The observations in Sarla Verma (supra), which is a decision rendered by a later two Judge Bench cannot obviously nullify the effect or impact of the specific observations in para.67 of Deepal Girishbhai Soni (Supra). Moreover, the Court noteed that the observations in Sarla Verma (supra), were incidental and the said Bench had not taken into consideration the dictum of the larger Bench in Deepal Girishbhai Soni (supra).
Following the dictum in Deepal Girishbhai Soni (supra), the Court viewed that the challenge in this appeal is sustainable. The same view has been taken by earlier Benches of the Court also.
Facts of the Case
Claimants are the dependents/legal heirs of a deceased person. They claimed compensation under Sections 166 and 163 A of the Motor Vehicles Act without specifying the precise nature of the claim in the claim petition. The deceased was admittedly earning an income of Rs.6,200/- per mensem.

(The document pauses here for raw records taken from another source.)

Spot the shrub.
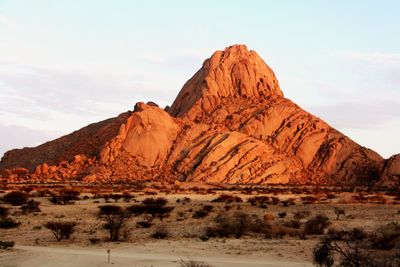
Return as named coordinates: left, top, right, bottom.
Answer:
left=142, top=197, right=168, bottom=206
left=313, top=229, right=400, bottom=267
left=192, top=205, right=213, bottom=219
left=205, top=212, right=268, bottom=238
left=179, top=260, right=211, bottom=267
left=247, top=196, right=270, bottom=206
left=0, top=206, right=9, bottom=218
left=44, top=221, right=77, bottom=241
left=98, top=205, right=130, bottom=242
left=333, top=207, right=346, bottom=220
left=304, top=215, right=330, bottom=235
left=136, top=221, right=153, bottom=228
left=0, top=240, right=15, bottom=249
left=150, top=227, right=169, bottom=239
left=370, top=223, right=400, bottom=250
left=21, top=199, right=40, bottom=213
left=110, top=194, right=124, bottom=203
left=313, top=240, right=334, bottom=267
left=50, top=188, right=80, bottom=205
left=89, top=237, right=100, bottom=245
left=3, top=191, right=28, bottom=206
left=278, top=211, right=287, bottom=218
left=301, top=196, right=319, bottom=205
left=293, top=210, right=311, bottom=221
left=192, top=209, right=209, bottom=219
left=0, top=217, right=21, bottom=229
left=128, top=198, right=174, bottom=221
left=211, top=194, right=243, bottom=204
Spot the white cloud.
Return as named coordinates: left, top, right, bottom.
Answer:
left=0, top=14, right=20, bottom=31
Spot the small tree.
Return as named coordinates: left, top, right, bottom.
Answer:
left=99, top=205, right=130, bottom=242
left=179, top=260, right=211, bottom=267
left=3, top=191, right=28, bottom=206
left=44, top=221, right=77, bottom=241
left=50, top=188, right=80, bottom=205
left=333, top=207, right=346, bottom=220
left=0, top=241, right=15, bottom=249
left=21, top=199, right=40, bottom=213
left=304, top=215, right=330, bottom=235
left=0, top=206, right=8, bottom=218
left=313, top=239, right=334, bottom=267
left=128, top=198, right=174, bottom=221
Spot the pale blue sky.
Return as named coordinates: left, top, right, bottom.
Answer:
left=0, top=0, right=400, bottom=157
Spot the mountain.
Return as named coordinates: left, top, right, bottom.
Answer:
left=0, top=45, right=394, bottom=185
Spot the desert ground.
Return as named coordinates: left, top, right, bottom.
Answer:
left=0, top=186, right=400, bottom=267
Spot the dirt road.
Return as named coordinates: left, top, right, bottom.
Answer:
left=0, top=245, right=312, bottom=267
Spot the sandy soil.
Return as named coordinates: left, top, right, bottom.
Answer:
left=0, top=242, right=312, bottom=267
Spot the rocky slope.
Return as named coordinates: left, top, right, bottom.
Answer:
left=0, top=45, right=398, bottom=184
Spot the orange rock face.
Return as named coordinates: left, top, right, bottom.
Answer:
left=0, top=45, right=399, bottom=184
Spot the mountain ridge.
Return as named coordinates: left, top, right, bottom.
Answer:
left=0, top=45, right=399, bottom=185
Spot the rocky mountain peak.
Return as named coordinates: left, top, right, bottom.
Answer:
left=169, top=45, right=283, bottom=117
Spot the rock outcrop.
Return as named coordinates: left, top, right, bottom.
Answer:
left=0, top=45, right=399, bottom=185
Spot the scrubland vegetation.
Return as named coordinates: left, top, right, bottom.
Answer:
left=0, top=184, right=400, bottom=267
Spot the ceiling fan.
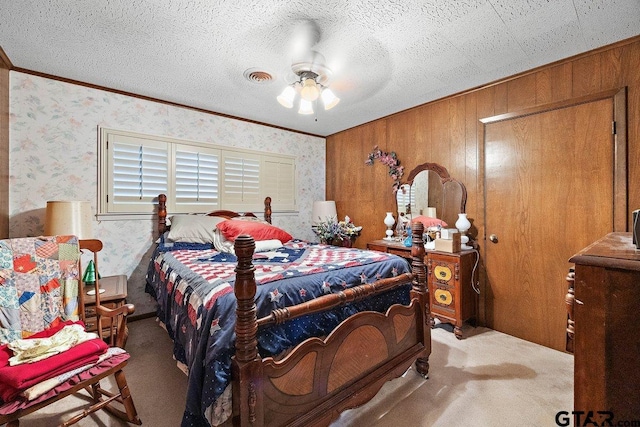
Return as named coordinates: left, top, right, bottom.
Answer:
left=277, top=20, right=340, bottom=114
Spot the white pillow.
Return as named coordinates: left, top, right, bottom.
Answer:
left=167, top=215, right=226, bottom=243
left=213, top=229, right=283, bottom=255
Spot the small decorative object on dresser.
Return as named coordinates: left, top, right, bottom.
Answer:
left=427, top=251, right=478, bottom=339
left=456, top=213, right=472, bottom=249
left=384, top=212, right=396, bottom=240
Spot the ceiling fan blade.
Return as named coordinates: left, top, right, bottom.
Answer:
left=291, top=20, right=320, bottom=61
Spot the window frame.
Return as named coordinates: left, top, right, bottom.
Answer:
left=97, top=127, right=298, bottom=220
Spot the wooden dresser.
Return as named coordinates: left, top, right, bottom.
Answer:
left=367, top=239, right=478, bottom=339
left=569, top=233, right=640, bottom=425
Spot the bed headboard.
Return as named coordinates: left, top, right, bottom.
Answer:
left=158, top=194, right=271, bottom=235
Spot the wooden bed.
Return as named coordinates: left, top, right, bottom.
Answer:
left=152, top=195, right=431, bottom=426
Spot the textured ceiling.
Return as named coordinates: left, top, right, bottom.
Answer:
left=0, top=0, right=640, bottom=136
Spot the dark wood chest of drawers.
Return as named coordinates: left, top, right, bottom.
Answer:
left=569, top=233, right=640, bottom=425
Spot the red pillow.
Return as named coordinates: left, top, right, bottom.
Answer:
left=216, top=220, right=293, bottom=243
left=411, top=215, right=447, bottom=229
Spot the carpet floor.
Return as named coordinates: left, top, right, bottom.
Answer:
left=12, top=318, right=573, bottom=427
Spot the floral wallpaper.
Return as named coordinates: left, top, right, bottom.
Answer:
left=9, top=72, right=325, bottom=310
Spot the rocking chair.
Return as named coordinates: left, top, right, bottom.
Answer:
left=0, top=236, right=142, bottom=427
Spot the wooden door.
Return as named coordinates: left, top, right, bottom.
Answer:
left=483, top=97, right=626, bottom=350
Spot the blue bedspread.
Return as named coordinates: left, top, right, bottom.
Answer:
left=147, top=240, right=409, bottom=426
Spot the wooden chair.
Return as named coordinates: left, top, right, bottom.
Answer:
left=0, top=236, right=142, bottom=427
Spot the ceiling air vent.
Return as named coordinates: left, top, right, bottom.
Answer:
left=243, top=68, right=273, bottom=84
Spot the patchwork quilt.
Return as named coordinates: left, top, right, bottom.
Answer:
left=0, top=236, right=80, bottom=343
left=147, top=240, right=410, bottom=426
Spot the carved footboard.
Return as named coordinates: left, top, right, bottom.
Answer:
left=232, top=225, right=431, bottom=426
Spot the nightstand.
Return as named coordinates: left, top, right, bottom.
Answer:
left=426, top=251, right=478, bottom=339
left=84, top=274, right=127, bottom=334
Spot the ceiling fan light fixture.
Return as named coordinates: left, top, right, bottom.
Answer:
left=320, top=87, right=340, bottom=110
left=300, top=78, right=320, bottom=101
left=298, top=98, right=313, bottom=114
left=276, top=86, right=296, bottom=108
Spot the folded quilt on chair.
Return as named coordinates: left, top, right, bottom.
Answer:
left=0, top=347, right=129, bottom=415
left=7, top=325, right=98, bottom=366
left=0, top=328, right=109, bottom=402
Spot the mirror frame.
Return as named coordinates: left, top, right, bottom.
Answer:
left=402, top=163, right=467, bottom=225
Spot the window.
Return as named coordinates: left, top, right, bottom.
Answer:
left=98, top=128, right=296, bottom=217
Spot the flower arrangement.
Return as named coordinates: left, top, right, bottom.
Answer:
left=312, top=216, right=362, bottom=244
left=364, top=145, right=404, bottom=194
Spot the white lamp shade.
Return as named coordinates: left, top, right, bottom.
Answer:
left=311, top=200, right=338, bottom=225
left=300, top=79, right=320, bottom=101
left=321, top=87, right=340, bottom=110
left=276, top=86, right=296, bottom=108
left=298, top=98, right=313, bottom=114
left=44, top=201, right=93, bottom=239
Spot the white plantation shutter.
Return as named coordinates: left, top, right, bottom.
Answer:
left=107, top=136, right=168, bottom=212
left=222, top=152, right=264, bottom=211
left=260, top=156, right=296, bottom=210
left=175, top=144, right=220, bottom=212
left=98, top=128, right=296, bottom=219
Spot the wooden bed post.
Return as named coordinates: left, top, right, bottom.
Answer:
left=264, top=197, right=271, bottom=224
left=411, top=222, right=431, bottom=378
left=158, top=194, right=167, bottom=236
left=231, top=235, right=264, bottom=427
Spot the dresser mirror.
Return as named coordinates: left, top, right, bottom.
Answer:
left=396, top=163, right=467, bottom=227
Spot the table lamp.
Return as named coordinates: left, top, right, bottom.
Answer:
left=44, top=200, right=93, bottom=240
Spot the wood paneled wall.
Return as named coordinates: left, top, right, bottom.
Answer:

When the matter reached the stage of trial, the claimants specified that they are staking the claim under Section 163 A of the Motor Vehicles Act and that they are limiting the claim to what would be payable if the deceased were a person getting an annual income of Rs.40,000/-.
The Tribunal accepted the request and computed compensation payable under Section 163 A of the Motor Vehicles Act reckoning the deceased to be a person having an annual income of Rs.40,000/-.
The learned counsel for the appellant/insurer submits that the court below could not have considered the claim under Section 163 A even assuming that the claimant had agreed to limit its claim to compensation that would be payable if the deceased were getting an annual income of Rs.40,000/- only.
Senior Advocate Mathews Jacob and advocate P. Jacob Mathew appeared for the petitioner and advocate R.T. Pradeep for the respondent.